Days after authorities announced a suspected terrorist plot targeting Kennedy Airport, police at a security checkpoint in lower Manhattan were confronted with another threat: a grimy, radioactive truck.
“We have a mystery vehicle here,” Deputy Inspector Hugh O’Rourke observed as his radiation detector crackled with a reading three times above normal.
O’Rourke’s concern eased after officers discovered that the truck carried a bulky industrial vacuum used to clean out boilers. Isotopes from soot caused the high reading.
Though the truck was harmless, the inspection illustrated the New York Police Department’s fear that the ragtag collection of commercial trucks rumbling through the city each day could be instruments of terror. In response, police have stepped up inspections and introduced an array of new technology to thwart possible plots.
“We’ve always been concerned about the potential for trucks and other vehicles to be used to convey explosives or other weapons,” Police Commissioner Raymond Kelly said. “We also want to screen against the possibility of sensitive cargoes being diverted for use in an attack.”
The department has made safety inspections of trucks for years, looking for worn-out brakes and other defects that could cause accidents.
But now when vehicles are diverted into checkpoints, NYPD officers subject the vehicles to a separate battery of tests designed to detect radiation and explosives such as the fertilizer-based bombs used to attack the World Trade Center in 1993 and the federal building in Oklahoma City in 1995.
Screening for chlorine used in Iraq bombs
The NYPD recently put more emphasis on screening shipments of chlorine after learning that it has become a favored component of homemade bombs in Iraq. A recent U.N. report found that at least 10 attacks there involved explosives attached to chlorine canisters.
Chlorine typically is used as a disinfectant or purifier, and as an ingredient in plastics and other products. While routinely transported in liquid form, it can turn into a deadly toxic gas when exposed to air.
Any truck driver transporting chlorine canisters who cannot produce proper identification and paperwork accounting for their cargo “would have some explaining to do,” O’Rourke said. And without a good explanation, “The truck gets taken off the road,” he added.
The screeners also pay close attention to dump and cement trucks because “they’re hulking, they’re heavy, they can smash through security checkpoints,” said Jonathan Duecker, an NYPD counterterrorism official.

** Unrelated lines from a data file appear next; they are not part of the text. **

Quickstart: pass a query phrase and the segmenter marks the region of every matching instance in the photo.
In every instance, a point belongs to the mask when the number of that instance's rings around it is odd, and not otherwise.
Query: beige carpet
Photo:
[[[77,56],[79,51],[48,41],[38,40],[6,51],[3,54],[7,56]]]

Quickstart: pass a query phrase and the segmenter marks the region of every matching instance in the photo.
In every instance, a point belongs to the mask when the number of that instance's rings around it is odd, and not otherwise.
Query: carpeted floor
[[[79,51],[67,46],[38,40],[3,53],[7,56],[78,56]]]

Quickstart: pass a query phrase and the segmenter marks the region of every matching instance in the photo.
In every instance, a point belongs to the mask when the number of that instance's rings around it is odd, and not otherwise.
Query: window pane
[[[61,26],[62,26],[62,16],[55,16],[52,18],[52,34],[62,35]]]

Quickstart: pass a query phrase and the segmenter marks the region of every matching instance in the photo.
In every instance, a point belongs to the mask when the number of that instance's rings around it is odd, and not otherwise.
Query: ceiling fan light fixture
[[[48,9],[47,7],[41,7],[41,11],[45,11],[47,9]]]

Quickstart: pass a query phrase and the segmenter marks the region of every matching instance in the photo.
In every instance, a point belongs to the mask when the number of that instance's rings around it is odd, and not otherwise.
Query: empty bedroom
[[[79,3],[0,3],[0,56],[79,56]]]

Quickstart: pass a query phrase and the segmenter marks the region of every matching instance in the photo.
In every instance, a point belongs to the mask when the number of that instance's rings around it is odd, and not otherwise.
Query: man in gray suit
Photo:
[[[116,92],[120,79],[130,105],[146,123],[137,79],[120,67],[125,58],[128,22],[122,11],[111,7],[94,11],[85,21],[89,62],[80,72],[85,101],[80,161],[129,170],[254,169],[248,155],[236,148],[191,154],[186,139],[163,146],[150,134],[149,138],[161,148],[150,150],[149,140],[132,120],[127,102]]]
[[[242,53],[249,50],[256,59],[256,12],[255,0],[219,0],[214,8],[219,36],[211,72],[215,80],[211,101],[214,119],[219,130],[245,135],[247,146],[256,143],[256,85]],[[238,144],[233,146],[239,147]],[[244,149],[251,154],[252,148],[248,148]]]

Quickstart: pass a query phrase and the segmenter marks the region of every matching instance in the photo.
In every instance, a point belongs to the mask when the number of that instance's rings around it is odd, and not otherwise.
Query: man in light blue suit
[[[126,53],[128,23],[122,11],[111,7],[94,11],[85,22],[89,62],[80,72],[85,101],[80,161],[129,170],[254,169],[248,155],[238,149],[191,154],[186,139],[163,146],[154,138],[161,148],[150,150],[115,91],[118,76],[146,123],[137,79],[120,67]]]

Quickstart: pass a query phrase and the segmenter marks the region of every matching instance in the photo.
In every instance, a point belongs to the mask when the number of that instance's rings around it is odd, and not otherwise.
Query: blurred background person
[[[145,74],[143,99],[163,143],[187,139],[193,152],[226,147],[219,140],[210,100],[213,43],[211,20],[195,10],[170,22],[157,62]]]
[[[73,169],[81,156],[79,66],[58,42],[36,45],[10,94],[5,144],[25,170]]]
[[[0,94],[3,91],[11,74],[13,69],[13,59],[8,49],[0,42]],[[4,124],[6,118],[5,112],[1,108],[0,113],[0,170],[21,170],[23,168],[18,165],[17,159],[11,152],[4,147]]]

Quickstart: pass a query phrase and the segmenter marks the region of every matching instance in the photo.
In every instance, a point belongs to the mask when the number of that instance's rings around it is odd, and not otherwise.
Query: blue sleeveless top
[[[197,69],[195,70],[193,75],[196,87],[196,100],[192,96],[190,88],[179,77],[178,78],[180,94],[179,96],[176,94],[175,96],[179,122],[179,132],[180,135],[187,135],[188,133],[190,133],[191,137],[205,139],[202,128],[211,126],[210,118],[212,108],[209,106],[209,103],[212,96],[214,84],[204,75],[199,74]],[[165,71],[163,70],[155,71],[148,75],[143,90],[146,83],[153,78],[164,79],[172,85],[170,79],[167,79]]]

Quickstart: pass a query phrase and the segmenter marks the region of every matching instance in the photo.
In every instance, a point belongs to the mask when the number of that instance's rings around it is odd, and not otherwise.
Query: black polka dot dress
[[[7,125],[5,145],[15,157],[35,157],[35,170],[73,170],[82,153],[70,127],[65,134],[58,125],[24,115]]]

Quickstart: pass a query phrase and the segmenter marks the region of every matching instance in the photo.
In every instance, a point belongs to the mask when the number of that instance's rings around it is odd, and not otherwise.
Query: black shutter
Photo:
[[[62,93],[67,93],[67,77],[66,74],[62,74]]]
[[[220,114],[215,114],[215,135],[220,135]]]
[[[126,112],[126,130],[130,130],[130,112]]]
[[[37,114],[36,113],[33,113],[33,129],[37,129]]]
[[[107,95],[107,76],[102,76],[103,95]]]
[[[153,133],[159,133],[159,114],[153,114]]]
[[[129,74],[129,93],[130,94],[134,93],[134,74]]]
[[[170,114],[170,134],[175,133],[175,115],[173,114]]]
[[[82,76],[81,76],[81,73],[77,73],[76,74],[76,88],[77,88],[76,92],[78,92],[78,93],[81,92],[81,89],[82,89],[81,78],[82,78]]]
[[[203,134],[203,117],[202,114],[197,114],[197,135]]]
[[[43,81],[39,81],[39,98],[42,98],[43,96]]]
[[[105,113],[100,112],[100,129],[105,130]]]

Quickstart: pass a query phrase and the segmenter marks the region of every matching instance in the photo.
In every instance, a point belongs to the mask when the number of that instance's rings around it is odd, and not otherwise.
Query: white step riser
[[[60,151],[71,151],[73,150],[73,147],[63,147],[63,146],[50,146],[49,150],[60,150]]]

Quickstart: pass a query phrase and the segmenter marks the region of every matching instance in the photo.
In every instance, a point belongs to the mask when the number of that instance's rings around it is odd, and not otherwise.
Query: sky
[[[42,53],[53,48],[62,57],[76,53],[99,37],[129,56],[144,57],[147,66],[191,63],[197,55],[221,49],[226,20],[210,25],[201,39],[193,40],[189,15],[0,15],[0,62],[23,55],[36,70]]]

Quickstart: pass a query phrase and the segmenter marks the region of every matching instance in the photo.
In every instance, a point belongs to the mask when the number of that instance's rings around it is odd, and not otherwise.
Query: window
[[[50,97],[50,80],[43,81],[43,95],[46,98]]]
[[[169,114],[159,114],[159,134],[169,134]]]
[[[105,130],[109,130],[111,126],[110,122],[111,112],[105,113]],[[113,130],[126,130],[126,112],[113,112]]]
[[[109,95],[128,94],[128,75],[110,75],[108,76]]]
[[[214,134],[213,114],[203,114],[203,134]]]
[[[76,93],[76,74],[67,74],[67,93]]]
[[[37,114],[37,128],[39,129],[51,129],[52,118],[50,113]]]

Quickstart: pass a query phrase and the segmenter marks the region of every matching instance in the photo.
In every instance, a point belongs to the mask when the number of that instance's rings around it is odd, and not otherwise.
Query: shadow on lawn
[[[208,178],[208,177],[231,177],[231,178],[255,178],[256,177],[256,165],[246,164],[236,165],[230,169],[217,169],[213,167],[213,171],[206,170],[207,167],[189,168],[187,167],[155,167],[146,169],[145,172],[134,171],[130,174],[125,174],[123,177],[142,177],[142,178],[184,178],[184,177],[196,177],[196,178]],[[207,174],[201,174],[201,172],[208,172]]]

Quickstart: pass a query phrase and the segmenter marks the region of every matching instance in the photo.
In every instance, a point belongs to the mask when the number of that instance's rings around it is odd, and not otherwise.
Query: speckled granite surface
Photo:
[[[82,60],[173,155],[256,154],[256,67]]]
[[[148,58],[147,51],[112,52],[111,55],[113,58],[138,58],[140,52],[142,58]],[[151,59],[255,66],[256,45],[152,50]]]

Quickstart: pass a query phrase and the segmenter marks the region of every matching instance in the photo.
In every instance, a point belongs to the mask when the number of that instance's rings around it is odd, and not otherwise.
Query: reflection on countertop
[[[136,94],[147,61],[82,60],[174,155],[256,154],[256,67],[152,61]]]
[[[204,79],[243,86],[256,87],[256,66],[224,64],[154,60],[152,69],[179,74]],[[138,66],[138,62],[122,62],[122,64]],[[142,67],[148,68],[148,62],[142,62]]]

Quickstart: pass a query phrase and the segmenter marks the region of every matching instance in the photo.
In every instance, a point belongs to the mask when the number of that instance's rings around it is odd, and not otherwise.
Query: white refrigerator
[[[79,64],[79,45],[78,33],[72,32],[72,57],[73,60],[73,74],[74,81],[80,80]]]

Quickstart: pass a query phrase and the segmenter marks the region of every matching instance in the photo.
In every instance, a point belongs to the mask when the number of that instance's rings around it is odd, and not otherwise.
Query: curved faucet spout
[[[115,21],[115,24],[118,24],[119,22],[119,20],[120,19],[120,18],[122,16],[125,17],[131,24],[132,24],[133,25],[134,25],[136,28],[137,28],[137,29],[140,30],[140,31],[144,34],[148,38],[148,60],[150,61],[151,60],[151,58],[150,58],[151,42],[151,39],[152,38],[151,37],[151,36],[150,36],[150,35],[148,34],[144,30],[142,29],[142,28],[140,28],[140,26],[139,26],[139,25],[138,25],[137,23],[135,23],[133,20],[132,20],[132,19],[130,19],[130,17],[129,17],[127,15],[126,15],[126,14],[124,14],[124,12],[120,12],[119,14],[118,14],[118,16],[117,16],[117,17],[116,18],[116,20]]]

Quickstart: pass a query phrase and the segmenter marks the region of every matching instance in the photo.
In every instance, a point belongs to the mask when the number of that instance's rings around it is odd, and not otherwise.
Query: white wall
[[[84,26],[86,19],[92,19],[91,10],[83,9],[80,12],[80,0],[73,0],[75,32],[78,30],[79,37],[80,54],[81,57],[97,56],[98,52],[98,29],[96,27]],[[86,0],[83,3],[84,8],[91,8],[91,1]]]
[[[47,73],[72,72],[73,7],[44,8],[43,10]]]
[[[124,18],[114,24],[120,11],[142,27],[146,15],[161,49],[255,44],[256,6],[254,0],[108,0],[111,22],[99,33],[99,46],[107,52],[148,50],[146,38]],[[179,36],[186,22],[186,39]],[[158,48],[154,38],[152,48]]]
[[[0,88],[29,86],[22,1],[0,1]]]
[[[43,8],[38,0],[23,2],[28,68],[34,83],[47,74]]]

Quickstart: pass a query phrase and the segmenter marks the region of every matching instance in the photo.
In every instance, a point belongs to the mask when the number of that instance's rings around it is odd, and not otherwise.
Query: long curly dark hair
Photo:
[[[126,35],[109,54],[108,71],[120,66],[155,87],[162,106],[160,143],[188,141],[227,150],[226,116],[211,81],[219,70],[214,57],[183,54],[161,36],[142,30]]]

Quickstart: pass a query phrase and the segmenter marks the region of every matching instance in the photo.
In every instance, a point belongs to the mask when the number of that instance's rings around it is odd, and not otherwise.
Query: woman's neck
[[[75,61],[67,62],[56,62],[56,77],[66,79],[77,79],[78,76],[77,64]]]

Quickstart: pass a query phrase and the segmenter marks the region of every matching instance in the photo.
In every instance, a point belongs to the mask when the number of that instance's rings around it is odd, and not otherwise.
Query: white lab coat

On alert for 'dirty bombs'
The 36,000-officer department, the nation’s largest, has been developing mobile radiation detectors that can be mounted on cars or bicycles to alert officers to evidence of a “dirty bomb,” an explosive designed to contaminate areas with radioactive dust and debris. Another version would be worn like a backpack by officers patrolling Yankee Stadium and other venues.
Officers on the streets and in the subways also have begun wearing pager-like radiation detectors on their belts. About 1,000 of the devices have been deployed; another 1,000 have been ordered.
The NYPD’s half-dozen helicopters are being fitted with automatic license-plate readers — already installed in some patrol cars — for flights over bridges, power plants and chemical storage facilities.
During the truck inspections, technicians with larger, hand-held radiation detectors circle the trucks. Officers also run swabs over the steering wheels, then insert them into another device that reads for traces of bomb-making materials.
“I tell the drivers I’m checking for explosives and they’re like, ‘Yeah, right,”’ Detective Lisa Gomez said while inspecting a delivery truck.
Paul Sheldon, the driver of the truck that caused the momentary radiation alert, said he understood the NYPD’s vigilance, especially after news of the alleged plot to blow up the aviation fuel system at Kennedy Airport.
“I don’t mind,” he said. “Anything to help the city.”